In my ongoing quest to get .po files sensibly under git version control, I have written this script for use in diff and filter-clean:
msgcat --no-location --no-wrap --sort-output - | msgattrib --no-obsolete - | grep -Ev '^"POT-Creation-Date|^"PO-Revision-Date|^"Last-Translator|^"X-Generator'
Each of the steps accomplishes one crucial function:
- Refactors and unrelated code changes make source location and entry order change incessantly. This msgcat invocation normalises those, so the commit-tet files do not have these changes.
- Obsolete entries double the size of change sets whenever a msgid changes. We have version control -> this msgattrib invocation removes them.
- These fields in the metadata entry of a .po file change every time someone edits it with a dedicated tool – we have version control -> this grep invocation removes them.
Now another hurdle came up. Notice that --no-wrap
in the front? It does not work.
Furthermore, the wrapping is not stable: Every odd commit, someone gets a word flipped between lines without human changes.
Way furthermore, related tool Poedit also has a “Wrap at” setting, disabling which also does not work. (Because it delegates to the gettext tools, no surprise there. But it means there is no way for me to normalise the files ‘just this once’ and be done with it. – Hence I use a git filter in the first place.)
Very well, I figured, and tested this invocation to remove them: sed -z -e 's/"n"//'
.
It is to concatenate any wrapped lines in ‘msgid’ and ‘msgstr’, such that the tools may wrap them however they please, every day another way, for all I care.
- It works stand-alone:
sed -z -e 's/"n"//' test.po
prints the expected output. - It works when piped into from cat:
cat test.po | sed -z -e 's/"n"//'
prints the expected output. - When added to the existing script, however, the sed step has no effect.

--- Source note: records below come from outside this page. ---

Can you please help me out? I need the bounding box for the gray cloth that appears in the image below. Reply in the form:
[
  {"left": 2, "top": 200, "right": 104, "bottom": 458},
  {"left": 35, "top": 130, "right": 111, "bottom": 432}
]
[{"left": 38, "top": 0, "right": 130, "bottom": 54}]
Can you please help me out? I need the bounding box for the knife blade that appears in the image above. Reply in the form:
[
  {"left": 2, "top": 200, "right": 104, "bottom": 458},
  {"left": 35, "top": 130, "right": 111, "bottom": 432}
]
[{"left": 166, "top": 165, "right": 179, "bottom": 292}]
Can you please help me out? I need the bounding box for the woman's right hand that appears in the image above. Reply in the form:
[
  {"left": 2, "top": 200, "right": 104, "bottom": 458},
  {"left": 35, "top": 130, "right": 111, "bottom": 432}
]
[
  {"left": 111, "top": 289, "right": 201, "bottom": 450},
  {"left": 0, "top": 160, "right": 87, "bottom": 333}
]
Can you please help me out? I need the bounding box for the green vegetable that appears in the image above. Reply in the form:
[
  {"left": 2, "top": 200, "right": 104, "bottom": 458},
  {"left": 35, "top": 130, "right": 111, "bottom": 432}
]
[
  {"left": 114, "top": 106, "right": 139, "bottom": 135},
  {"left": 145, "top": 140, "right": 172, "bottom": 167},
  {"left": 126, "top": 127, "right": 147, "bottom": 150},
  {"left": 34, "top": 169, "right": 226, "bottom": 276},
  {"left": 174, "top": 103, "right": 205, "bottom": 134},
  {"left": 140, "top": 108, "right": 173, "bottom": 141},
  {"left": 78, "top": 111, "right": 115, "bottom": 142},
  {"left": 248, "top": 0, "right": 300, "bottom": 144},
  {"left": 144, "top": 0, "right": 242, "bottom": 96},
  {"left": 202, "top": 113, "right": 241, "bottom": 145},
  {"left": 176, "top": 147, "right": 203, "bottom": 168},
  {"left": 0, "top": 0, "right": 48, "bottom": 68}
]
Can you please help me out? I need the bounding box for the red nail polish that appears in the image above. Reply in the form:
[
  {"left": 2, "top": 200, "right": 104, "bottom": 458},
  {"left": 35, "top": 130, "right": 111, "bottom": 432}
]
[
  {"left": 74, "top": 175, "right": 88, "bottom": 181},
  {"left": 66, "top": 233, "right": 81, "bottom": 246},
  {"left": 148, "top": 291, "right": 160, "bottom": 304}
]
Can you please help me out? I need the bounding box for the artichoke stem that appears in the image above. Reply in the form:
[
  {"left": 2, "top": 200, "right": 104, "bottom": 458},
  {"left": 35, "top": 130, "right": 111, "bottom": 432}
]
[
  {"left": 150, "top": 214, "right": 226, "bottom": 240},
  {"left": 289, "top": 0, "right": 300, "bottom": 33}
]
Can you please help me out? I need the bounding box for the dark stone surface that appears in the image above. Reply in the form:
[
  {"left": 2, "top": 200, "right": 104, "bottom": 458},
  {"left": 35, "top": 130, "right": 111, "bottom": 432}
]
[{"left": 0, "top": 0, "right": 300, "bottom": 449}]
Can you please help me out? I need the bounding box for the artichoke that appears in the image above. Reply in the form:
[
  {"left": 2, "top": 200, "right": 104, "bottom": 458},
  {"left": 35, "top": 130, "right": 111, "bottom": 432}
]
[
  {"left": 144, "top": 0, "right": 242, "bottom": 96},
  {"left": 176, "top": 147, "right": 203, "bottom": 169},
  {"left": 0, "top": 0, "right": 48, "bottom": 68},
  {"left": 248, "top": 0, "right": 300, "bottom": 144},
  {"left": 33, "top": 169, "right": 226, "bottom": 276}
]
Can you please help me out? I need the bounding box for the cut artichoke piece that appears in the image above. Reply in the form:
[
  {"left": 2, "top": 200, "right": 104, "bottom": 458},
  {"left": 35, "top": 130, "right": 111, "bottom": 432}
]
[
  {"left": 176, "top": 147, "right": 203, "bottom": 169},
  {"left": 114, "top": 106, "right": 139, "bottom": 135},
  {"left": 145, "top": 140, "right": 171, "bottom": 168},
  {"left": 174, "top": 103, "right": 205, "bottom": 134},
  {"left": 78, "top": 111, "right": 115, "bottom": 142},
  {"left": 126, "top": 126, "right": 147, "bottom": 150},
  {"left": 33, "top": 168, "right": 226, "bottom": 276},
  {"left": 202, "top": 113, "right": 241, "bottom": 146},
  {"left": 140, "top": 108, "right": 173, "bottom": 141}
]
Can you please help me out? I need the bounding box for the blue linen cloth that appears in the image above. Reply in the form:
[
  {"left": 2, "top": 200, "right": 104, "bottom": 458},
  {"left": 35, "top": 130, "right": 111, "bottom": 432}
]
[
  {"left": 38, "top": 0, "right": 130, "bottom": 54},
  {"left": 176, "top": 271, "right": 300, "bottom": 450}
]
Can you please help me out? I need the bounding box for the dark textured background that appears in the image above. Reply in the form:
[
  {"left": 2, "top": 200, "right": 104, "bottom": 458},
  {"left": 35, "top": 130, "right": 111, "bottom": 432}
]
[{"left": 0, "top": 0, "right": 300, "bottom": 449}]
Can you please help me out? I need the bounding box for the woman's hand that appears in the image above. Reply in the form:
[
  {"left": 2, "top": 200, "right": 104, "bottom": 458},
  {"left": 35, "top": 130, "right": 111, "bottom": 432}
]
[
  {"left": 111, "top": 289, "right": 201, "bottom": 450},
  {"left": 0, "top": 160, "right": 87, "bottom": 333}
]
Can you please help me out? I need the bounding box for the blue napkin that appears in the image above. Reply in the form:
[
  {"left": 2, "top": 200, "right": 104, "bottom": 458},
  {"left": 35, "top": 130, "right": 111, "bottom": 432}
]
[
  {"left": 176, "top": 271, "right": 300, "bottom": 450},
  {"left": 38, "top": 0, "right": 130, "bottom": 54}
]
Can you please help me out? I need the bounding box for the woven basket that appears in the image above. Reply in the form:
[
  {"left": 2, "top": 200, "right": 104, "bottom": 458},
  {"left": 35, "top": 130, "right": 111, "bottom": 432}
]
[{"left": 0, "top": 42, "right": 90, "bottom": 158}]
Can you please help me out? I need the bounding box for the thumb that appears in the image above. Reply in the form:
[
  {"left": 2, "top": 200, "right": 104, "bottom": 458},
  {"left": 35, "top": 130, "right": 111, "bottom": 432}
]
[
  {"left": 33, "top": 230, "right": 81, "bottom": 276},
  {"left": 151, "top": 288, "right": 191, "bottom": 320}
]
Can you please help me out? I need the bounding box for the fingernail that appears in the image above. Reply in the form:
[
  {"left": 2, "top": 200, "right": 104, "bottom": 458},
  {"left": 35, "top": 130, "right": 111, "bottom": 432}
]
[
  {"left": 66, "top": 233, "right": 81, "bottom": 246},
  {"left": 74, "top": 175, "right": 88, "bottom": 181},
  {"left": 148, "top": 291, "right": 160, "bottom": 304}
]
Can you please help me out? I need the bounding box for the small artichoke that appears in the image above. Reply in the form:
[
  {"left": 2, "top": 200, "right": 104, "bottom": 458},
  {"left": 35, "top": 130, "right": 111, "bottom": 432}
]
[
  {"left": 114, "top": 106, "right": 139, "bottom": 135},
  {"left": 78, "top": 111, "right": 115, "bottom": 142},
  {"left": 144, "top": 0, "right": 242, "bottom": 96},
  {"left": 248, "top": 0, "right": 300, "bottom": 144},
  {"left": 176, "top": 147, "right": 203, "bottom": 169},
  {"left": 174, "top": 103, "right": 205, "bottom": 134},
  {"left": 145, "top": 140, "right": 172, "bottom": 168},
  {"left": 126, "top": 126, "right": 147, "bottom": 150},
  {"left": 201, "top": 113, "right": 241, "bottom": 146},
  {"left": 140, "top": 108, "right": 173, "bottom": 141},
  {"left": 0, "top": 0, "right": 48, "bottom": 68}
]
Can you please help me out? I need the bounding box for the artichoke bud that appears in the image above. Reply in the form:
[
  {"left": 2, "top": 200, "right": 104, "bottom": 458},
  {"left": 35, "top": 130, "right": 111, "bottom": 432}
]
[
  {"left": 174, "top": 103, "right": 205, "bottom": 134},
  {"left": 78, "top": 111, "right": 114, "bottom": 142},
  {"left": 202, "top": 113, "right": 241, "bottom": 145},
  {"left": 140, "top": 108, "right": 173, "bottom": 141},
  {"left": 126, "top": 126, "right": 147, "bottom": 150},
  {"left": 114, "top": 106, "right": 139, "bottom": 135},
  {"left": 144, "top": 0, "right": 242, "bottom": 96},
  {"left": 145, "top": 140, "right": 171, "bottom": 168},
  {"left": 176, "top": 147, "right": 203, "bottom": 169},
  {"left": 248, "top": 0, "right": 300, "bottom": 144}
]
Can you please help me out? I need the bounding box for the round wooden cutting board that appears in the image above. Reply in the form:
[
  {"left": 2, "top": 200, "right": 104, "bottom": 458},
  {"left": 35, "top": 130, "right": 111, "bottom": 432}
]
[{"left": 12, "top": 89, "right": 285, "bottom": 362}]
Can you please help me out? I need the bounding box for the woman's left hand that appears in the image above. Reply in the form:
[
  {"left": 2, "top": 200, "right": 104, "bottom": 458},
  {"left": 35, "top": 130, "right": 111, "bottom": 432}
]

It would seem that it receives the input line-by-line. I tried putting it in front of grep for no improvement, and I cannot move it in front of the other two, as msgcat and msgattrib have their “I like my wrappings random” issue that sparked the whole ordeal to begin with.
Can I stream the output of grep, or more generally the output of a line-based pipe, so my stream editor can do its thing?

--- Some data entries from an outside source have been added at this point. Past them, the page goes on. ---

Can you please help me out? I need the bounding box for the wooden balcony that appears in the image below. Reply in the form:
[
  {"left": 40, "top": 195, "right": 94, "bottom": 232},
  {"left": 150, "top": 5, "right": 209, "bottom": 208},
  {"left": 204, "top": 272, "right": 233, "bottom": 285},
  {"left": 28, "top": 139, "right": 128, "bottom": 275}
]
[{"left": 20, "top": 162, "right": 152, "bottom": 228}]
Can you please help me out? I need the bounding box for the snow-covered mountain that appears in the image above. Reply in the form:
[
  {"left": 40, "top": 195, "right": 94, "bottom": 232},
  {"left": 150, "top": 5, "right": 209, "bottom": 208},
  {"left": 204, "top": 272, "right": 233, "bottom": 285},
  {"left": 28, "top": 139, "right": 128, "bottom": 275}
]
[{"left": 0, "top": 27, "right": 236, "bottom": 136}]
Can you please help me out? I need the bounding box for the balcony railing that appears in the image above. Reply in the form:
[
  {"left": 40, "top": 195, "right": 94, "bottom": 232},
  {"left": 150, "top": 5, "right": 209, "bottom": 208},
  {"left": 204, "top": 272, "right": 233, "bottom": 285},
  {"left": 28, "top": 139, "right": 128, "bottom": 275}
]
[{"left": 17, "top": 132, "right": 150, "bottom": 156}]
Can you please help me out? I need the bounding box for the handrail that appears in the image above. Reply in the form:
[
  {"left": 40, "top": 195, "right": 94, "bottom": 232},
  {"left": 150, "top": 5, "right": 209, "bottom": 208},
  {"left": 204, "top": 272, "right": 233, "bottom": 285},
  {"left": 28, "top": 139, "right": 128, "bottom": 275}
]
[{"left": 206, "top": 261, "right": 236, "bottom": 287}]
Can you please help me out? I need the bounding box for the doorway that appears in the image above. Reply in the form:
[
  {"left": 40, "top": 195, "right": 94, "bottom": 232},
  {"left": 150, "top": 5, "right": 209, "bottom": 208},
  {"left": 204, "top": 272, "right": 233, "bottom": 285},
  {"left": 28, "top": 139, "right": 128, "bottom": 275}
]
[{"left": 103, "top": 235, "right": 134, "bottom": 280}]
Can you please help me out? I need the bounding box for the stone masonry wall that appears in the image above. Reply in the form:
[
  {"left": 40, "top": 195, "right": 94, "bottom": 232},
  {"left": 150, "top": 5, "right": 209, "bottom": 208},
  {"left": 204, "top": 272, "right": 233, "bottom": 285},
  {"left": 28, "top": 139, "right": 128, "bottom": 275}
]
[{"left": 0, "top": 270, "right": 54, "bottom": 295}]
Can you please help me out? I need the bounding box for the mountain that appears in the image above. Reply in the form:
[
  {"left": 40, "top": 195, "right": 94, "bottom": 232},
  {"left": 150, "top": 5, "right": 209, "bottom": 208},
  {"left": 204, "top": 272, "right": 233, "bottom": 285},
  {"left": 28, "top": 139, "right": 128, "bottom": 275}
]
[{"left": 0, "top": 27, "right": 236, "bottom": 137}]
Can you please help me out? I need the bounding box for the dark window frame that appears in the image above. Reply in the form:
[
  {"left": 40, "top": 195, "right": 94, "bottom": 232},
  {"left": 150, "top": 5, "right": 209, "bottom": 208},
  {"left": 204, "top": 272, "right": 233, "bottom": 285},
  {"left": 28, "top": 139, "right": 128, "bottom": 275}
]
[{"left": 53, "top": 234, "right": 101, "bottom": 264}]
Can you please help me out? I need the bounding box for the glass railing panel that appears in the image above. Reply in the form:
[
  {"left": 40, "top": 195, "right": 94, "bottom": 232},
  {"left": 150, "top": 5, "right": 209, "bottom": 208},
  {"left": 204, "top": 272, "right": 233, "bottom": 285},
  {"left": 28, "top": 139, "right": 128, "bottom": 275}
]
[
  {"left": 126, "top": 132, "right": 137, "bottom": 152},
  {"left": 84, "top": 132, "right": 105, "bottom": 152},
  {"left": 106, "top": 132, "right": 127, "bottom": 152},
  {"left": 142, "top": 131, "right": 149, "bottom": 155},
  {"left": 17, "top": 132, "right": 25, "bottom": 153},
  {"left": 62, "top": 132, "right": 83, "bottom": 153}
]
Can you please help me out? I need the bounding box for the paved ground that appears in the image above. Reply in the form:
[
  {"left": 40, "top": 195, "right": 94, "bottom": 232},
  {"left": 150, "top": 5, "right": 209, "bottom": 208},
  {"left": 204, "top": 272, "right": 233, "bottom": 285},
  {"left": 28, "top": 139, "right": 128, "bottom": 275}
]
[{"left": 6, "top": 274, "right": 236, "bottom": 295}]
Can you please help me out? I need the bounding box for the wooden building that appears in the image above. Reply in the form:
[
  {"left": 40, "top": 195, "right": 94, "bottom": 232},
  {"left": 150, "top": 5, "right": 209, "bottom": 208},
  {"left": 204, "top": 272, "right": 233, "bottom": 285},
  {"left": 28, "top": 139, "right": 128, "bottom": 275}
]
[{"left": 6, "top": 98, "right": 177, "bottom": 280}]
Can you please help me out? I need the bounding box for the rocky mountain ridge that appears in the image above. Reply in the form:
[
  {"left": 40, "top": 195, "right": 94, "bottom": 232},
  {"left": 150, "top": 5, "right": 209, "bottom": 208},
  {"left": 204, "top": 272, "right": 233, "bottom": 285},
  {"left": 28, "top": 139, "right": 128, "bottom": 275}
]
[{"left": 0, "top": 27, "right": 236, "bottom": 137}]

(Note: There are a lot of answers on this site that go “sed cannot do this” – but sed is specifically designed to not care about line breaks, so that sounds like misinformation. From the man page:
Sed is a stream editor. A stream editor is used to perform basic text transformations on an input stream (a file or input from a pipeline). […] sed works by making only one pass over the input(s)[.]
emphasis mine
The problem is quite clearly, that there is more than one input, the very string I want to replace, split between them.)